Task failed with GrpcUnavailable

Hi guys,

We have a Ray Cluster running on K8s and recently we saw many tasks failed quickly with below errors when we launched 300 tasks and waited for their results:

[2023-12-10 00:14:44,985 I 16660 16680] direct_actor_task_submitter.cc:36: Set max pending calls to -1 for actor 7b77b5182fcb9b9c0b96d3c001000000
[2023-12-10 00:14:45,117 I 16660 16680] direct_actor_task_submitter.cc:36: Set max pending calls to -1 for actor 7b77b5182fcb9b9c0b96d3c001000000
[2023-12-10 00:14:45,257 I 16660 16680] direct_actor_task_submitter.cc:36: Set max pending calls to -1 for actor 7b77b5182fcb9b9c0b96d3c001000000
[2023-12-10 00:14:45,389 I 16660 16680] direct_actor_task_submitter.cc:36: Set max pending calls to -1 for actor 7b77b5182fcb9b9c0b96d3c001000000
[2023-12-10 00:14:45,550 I 16660 16680] direct_actor_task_submitter.cc:36: Set max pending calls to -1 for actor 7b77b5182fcb9b9c0b96d3c001000000
[2023-12-10 00:14:45,651 I 16660 16671] task_manager.cc:891: Task failed: GrpcUnavailable: RPC Error message: Socket closed; RPC Error details: : Type=NORMAL_TASK, Language=PYTHON, Resources: {CPU: 1, }, function_descriptor={type=PythonFunctionDescriptor, module_name=bct.distributed.ray.pricing.ray_pricing, class_name=, function_name=price_requests_remote, function_hash=814a2dc5d924496ab07a27940914fa0f}, task_id=a438df6b7d970c5effffffffffffffffffffffff01000000, task_name=price_requests_remote, job_id=01000000, num_args=6, num_returns=1, depth=228122, attempt_number=0, max_retries=3, runtime_env_hash=-17597244, eager_install=1, setup_timeout_seconds=600
[2023-12-10 00:14:45,651 I 16660 16671] raylet_client.cc:381: Error returning worker: Invalid: Returned worker does not exist any more
[2023-12-10 00:14:45,688 I 16660 16680] direct_actor_task_submitter.cc:36: Set max pending calls to -1 for actor 7b77b5182fcb9b9c0b96d3c001000000
[2023-12-10 00:14:45,852 I 16660 16680] direct_actor_task_submitter.cc:36: Set max pending calls to -1 for actor 7b77b5182fcb9b9c0b96d3c001000000
[2023-12-10 00:14:45,991 I 16660 16680] direct_actor_task_submitter.cc:36: Set max pending calls to -1 for actor 7b77b5182fcb9b9c0b96d3c001000000
[2023-12-10 00:14:46,122 I 16660 16680] direct_actor_task_submitter.cc:36: Set max pending calls to -1 for actor 7b77b5182fcb9b9c0b96d3c001000000

I found a similar post but it didn’t seem to be the issue we encountered.

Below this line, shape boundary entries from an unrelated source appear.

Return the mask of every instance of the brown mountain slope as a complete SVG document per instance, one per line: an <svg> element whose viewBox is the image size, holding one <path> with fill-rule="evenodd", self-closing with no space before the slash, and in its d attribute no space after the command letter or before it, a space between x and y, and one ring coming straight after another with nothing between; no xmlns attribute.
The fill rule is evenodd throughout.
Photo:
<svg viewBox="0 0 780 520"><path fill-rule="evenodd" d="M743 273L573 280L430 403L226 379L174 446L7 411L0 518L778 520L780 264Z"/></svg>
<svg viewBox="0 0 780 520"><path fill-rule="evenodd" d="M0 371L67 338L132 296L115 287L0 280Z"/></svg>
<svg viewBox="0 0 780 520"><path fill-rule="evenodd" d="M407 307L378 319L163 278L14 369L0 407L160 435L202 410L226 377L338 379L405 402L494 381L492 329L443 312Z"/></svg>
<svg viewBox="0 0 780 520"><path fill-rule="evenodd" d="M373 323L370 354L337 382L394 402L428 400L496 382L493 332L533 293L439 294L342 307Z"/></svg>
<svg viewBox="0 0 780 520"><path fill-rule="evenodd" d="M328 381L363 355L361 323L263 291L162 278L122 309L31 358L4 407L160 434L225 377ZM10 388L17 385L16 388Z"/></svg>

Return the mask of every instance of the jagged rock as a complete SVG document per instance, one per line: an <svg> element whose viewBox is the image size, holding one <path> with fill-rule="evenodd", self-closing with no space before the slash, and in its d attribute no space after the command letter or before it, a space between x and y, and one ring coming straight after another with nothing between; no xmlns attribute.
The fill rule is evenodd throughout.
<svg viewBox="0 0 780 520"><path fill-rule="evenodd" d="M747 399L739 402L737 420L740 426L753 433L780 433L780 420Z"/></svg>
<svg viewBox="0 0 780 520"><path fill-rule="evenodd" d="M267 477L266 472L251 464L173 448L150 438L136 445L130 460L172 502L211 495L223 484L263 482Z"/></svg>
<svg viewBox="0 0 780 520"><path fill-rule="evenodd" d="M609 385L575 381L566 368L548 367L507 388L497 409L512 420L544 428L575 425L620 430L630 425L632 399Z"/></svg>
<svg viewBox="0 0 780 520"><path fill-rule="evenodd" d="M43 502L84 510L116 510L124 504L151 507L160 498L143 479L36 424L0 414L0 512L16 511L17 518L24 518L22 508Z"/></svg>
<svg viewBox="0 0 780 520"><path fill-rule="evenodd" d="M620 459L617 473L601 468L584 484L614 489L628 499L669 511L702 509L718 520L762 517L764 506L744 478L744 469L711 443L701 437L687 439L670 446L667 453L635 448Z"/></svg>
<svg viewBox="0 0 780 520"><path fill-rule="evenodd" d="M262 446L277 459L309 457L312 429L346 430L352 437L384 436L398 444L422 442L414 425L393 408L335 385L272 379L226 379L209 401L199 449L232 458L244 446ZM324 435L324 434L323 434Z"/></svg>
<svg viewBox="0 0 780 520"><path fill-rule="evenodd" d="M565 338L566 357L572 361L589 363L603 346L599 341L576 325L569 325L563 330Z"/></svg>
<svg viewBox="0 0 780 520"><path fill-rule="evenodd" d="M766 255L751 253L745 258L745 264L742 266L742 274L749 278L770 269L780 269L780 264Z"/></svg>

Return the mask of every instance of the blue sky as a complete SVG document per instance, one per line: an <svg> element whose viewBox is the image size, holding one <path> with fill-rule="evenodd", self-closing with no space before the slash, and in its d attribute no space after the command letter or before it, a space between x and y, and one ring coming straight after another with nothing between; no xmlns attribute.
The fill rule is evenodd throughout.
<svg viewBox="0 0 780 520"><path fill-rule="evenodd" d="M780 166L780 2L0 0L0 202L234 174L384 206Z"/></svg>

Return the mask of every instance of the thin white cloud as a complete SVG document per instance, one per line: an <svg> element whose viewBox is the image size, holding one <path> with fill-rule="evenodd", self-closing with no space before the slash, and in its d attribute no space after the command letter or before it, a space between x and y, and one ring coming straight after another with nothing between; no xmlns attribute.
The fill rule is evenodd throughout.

The error is reproducible in our environment, so is there any recommendation how to investigate what’s happening here?


cc @jjyao for thoughts

When Ray schedules a task, this is what’s happening.

  1. Ray pings raylet to find a worker to schedule a task
  2. Once worker is found, ray sends a gRPC request to the worker to start the task.

Basically, in your case, the gRPC request to 2 fails due to “socket closed”. This error is from gRPC. I personally haven’t seen this error, but I think this can happen upon network failure or something like that.

Do you deploy Ray in a special environment that could trigger network failure more often? Also, is your worker node and head node able to communicate each other through all ports between --min-worker-port (default 10002) and --max-worker-port (default 19999)?

Thanks sangcho. It turns out to be oom of ray serve process. In my application, I have a serve api deployed and when it receive a request, it generates many ray remote tasks and distributes them to the grid. When above error happened, I also saw something like this from ray serve log:

I do see memory increase from dashboard of that particular process each time it’s called. In order to find the memory leak, I tried memray according to the doc, but dosen’t find any red-herring objects from the flamegraph … I’m thinking of whether it’s the native memory that leaks … any suggestion how I should investigate?


native memory should come up to memray I believe.

what’s the actual memory usage when you see this oom error? Also what’s the process that takes up most of memory?

I did more testing and digging and it looks like a similar issue to this one: Ray remote task + fastapi memory leak · Issue #41260 · ray-project/ray · GitHub and I see the PR is merged.

So the question is: is this fix included in the latest nightly build?


yes it is already in the nightly. I am not sure if it will be included in the next release (2.9) though. cc @jjyao for confirmation.

Thanks sangcho. I also verified the latest nightly build solved the OOM issue. It would be great if this fix can be included in a release asap cause it’s preventing us releasing some important feature in prod.